Virtual Escape Rooms

Escape Rooms have been around for over a decade, though gaining popularity only recently. They are theme-based physical rooms filled with immersive activities, challenges and adventures played in teams. The themes can range from action-packed to light-hearted fun where the teams are on a mission solving clues and uncovering secrets together!

Birth of Virtual Escape Rooms

Construction of physical escape rooms is expensive and time consuming and poses additional challenges in pandemic situations. This has spurred research on virtual escape rooms delivered by web/mobile or virtual reality (VR) devices and studies have found virtual escape rooms to be highly effective. While significantly less expensive, virtual escape rooms still require considerable expertise in programming, 3D art and subject matter, which has slowed the rate at which they can be developed. To overcome the skill barrier and significantly accelerate the rate of creation of high quality virtual escape rooms, what is needed is a no-code authoring tool like HyperSkill that can be placed in the hands of teachers and learning designers, and even students, so that they can participate in building the content they need, implement it in classrooms and iteratively refine it. Putting teachers and students in control of this new content modality will unlock several important benefits for education. These benefits include technological literacy gains, feelings of autonomy and the potential for entrepreneurial initiatives (e.g., a team of teachers or students can create content).
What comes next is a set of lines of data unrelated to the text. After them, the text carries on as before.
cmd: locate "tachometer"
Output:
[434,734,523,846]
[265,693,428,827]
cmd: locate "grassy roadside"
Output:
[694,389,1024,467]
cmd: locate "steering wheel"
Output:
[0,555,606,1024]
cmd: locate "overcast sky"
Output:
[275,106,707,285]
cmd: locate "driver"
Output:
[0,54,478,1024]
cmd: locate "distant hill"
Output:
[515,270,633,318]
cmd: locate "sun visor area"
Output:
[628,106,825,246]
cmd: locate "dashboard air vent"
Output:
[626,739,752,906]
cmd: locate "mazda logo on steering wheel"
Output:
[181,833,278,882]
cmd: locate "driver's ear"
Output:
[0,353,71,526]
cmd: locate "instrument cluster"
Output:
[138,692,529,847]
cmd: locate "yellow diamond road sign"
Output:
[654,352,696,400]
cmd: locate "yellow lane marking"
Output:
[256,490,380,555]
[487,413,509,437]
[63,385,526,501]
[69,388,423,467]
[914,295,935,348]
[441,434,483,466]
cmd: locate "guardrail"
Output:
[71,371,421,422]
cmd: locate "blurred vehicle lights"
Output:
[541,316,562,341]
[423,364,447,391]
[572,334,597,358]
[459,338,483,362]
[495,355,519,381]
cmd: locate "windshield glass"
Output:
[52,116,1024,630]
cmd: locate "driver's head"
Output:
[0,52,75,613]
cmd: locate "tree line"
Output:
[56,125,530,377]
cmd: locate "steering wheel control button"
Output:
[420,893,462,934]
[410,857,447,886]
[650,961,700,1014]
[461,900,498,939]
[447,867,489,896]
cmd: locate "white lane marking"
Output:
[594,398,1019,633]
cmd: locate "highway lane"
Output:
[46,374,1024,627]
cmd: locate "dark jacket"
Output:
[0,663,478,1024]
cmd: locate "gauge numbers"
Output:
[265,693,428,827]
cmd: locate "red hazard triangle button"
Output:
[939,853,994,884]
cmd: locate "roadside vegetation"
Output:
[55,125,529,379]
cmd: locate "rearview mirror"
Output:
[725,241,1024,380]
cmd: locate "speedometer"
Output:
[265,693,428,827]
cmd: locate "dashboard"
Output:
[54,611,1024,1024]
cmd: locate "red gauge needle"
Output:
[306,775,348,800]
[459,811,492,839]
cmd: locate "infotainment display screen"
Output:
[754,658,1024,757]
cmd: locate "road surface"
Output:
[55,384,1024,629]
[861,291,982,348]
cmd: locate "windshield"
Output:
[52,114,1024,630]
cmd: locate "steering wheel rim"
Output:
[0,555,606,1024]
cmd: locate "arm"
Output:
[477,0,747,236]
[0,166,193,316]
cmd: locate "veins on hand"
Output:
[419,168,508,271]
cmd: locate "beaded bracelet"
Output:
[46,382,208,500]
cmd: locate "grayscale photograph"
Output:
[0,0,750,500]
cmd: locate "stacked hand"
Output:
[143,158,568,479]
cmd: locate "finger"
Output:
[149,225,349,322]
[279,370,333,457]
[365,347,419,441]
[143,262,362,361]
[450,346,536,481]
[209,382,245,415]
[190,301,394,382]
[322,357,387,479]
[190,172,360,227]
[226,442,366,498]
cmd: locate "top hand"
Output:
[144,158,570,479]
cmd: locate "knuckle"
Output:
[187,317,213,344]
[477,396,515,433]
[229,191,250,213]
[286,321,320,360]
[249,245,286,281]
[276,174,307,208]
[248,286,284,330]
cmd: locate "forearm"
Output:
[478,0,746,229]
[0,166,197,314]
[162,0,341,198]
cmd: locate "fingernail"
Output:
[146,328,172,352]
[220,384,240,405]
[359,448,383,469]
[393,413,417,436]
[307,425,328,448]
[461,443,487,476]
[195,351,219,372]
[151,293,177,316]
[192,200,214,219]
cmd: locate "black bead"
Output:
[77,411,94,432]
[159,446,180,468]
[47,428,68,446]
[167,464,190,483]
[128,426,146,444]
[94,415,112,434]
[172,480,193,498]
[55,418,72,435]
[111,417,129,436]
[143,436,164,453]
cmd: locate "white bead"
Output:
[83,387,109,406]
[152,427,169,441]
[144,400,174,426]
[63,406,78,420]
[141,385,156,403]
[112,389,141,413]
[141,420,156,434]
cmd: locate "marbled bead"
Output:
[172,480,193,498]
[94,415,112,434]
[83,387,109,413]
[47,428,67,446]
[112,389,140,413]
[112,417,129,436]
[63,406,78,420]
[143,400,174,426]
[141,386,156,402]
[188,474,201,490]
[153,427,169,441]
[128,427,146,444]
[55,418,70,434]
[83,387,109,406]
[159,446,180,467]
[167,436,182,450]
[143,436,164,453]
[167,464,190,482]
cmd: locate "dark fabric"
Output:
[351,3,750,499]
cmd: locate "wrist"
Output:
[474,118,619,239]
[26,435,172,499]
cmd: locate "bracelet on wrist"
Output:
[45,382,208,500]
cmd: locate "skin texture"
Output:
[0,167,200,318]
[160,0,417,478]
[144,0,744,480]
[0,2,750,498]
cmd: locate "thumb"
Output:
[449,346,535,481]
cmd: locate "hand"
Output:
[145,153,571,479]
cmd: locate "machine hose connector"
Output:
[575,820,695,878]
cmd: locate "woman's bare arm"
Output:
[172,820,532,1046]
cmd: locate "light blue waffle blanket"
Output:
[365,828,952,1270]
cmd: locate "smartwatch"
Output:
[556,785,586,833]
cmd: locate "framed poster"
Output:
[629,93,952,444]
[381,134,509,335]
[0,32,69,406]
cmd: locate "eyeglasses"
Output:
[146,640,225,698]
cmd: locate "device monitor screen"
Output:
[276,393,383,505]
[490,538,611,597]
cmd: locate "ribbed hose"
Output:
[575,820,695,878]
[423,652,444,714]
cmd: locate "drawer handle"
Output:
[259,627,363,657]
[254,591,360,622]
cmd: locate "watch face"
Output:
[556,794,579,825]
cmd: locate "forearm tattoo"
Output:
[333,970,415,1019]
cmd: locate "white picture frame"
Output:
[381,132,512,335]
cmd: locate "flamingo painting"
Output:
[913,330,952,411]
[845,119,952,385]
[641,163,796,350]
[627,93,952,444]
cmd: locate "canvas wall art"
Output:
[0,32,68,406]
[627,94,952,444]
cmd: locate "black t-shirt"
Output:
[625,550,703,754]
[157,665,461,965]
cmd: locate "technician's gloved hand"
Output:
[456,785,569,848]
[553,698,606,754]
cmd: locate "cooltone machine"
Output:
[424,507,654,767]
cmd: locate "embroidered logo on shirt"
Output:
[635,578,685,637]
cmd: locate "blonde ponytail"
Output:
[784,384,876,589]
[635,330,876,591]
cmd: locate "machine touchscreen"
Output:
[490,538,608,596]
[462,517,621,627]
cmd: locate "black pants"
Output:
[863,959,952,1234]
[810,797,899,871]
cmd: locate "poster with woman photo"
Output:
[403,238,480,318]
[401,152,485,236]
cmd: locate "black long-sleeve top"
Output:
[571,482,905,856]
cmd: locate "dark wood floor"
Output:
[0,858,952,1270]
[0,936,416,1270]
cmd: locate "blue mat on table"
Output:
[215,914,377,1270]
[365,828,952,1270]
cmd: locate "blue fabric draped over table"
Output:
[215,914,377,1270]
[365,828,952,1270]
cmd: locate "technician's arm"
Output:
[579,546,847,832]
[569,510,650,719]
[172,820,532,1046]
Where are escape rooms being used?

In recent years, physical escape rooms have cross over from a popular leisure activity to a promising educational activity from elementary to graduate school as well as corporate training, encompassing a vast variety of technical (STEAM, medical, programming, IT) and non-technical (improved attitude toward the topic, reduced anxiety, increased group cohesion, teamwork and communication skills) knowledge and skills. Many researchers have compared escape room activities to traditional classroom learning and web/tablet based digital learning and accumulated significant evidence for the superiority of escape rooms. Our literature search from the last two years resulted in dozens of papers from the USA, China, Taiwan, Finland, Germany, Greece, Spain and Israel. While the US papers tended to focus mostly on adult learning in the medical domain (nursing, pharmacy, surgery), papers from the other countries focused on STEAM subjects in K-12. In summary, the literature review strongly indicates that escape rooms have universal appeal across grades and domains as an engaging and effective learning activity and provides strong impetus for effort toward enabling teachers to implement them in their classrooms.

What are they used for?

Theory of change: In the short term period of 1-3 years, teachers will benefit from a collection of virtual escape room simulations that are co-created by fellow teachers, vetted for quality and NGSS aligned. They will experience the convenience of being able to rapidly find high quality simulations that work on VR/AR and traditional web/mobile platforms and receive formative assessment feedback about their next best action. Students will enjoy engaging activities for learning in a team setting. In the long run, creative teachers (and perhaps even students) will be able to generate income from the sale of the simulations. In the long term of 4-10 years, this project will potentially provide to hundreds of teachers a higher level of competency and literacy in Metaverse technologies and familiarity with the new modality of immersive intelligent content. In turn, this will help students integrate this emerging technology into their academic learning at an earlier stage and thus become better prepared for the jobs of the future which will increasingly depend on Metaverse technologies.